"Cain kills Abel", a fratricide illustrated by Gustave Doré (And Cain talked with Abel his brother; and it came to pass, when they were in the field, that Cain rose up against Abel his brother and slew him).
Fratricide (from the Latin words frater "brother" and cida "killer," or cidum "a killing," both from caedere "to kill, to cut down") is the act of a person killing his or her brother. Related concepts are sororicide (the killing of one's sister), child murder (the killing of an unrelated child), infanticide (the killing of a child under the age of one year), filicide (the killing of one's child), patricide (the killing of one's father), matricide (the killing of one's mother), mariticide (the killing of one's husband) and uxoricide (the killing of one's wife). See also siblicide.
According to the story of Cain and Abel, fratricide was the first type of murder to be committed. In the mythology of ancient Rome, the city is founded as the result of a fratricide, when the twins Romulus and Remus quarrel over who has the favor of the gods, and Romulus becomes Rome's first king and namesake after killing his brother.
Fratricide may also be used to refer to friendly fire incidents. It also refers to the possible destruction of one MIRV warhead by another. Targets may be arranged deliberately to increase the likelihood in a strategy called dense pack.
In the Ottoman Empire a policy of judicial royal fratricide was introduced by Sultan Mehmet II whose grandfather Mehmed I had to fight a long and bloody civil war against his brothers (which brought the empire near to destruction) to take the throne. When a new Sultan ascended to the throne he would imprison all of his surviving brothers and kill them by strangulation with a silk cord as soon as he had produced his first male heir. The largest killing took place on the succession of Mehmed III when 19 of his brothers were killed and buried with their father. The aim was to prevent civil war. The practice was abandoned in the 17th century by Ahmed I, replaced by imprisonment in the Kafes.
In the Greek tragedy Antigone the brothers, Eteocles and Polyneices kill each other in combat. Polyneices invaded Greece and Eteocles fought with Greece against his brother. The two killed each other by stabbing the other through the heart.
Ashoka, also known as Chand-Ashoka (Cruel Ashoka), killed his real brothers as punishment for the kings's (his father) death and quarrel for the kingdom.

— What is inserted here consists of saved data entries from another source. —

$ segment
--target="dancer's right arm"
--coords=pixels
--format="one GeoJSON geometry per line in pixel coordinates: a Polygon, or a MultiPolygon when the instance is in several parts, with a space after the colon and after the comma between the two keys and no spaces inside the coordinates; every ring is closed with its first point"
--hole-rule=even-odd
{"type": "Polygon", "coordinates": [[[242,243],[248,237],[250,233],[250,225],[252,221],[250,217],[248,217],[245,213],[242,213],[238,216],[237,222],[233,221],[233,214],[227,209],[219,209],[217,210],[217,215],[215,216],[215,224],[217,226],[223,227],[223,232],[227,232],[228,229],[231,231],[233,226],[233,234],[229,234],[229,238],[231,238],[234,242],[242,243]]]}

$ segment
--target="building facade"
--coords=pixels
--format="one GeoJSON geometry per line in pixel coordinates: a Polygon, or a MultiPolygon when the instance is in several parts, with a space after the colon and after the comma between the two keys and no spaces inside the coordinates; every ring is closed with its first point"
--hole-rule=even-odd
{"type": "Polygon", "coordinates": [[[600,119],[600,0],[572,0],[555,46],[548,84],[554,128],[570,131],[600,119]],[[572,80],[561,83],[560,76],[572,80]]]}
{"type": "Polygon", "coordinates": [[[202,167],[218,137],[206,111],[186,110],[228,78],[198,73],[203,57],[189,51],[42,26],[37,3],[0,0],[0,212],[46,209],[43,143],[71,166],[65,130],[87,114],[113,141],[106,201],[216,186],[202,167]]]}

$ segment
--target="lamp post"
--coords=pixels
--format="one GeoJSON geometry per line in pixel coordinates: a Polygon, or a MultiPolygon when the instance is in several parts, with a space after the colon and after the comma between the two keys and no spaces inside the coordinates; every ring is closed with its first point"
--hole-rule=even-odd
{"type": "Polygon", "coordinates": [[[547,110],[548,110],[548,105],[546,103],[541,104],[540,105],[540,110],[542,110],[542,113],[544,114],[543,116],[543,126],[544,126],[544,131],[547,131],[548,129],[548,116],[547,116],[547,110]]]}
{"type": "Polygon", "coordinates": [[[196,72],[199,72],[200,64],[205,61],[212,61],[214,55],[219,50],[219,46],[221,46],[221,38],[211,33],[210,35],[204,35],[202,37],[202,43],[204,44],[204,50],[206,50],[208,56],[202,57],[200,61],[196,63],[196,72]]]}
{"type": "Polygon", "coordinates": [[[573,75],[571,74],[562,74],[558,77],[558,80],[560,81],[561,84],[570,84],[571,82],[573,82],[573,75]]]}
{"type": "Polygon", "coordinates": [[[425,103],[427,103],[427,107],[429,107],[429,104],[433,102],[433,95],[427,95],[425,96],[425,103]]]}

Later on Ashoka conquered Greater India entire, before he adopted Buddhism and forsook war.
In popular culture
In One Tree Hill, Keith Scott is killed by his jealous brother, Dan Scott during a school shooting at Tree Hill High School.
In Code Geass, Lelouch kills his brother Clovis by shooting him in the head.
In the comic book series Spawn, God and Satan are shown as twin brothers and supervillains who squander their powers in a constant struggle to kill each other.
In the manga series Trigun, Knives attempts to kill his brother Vash several times throughout the series.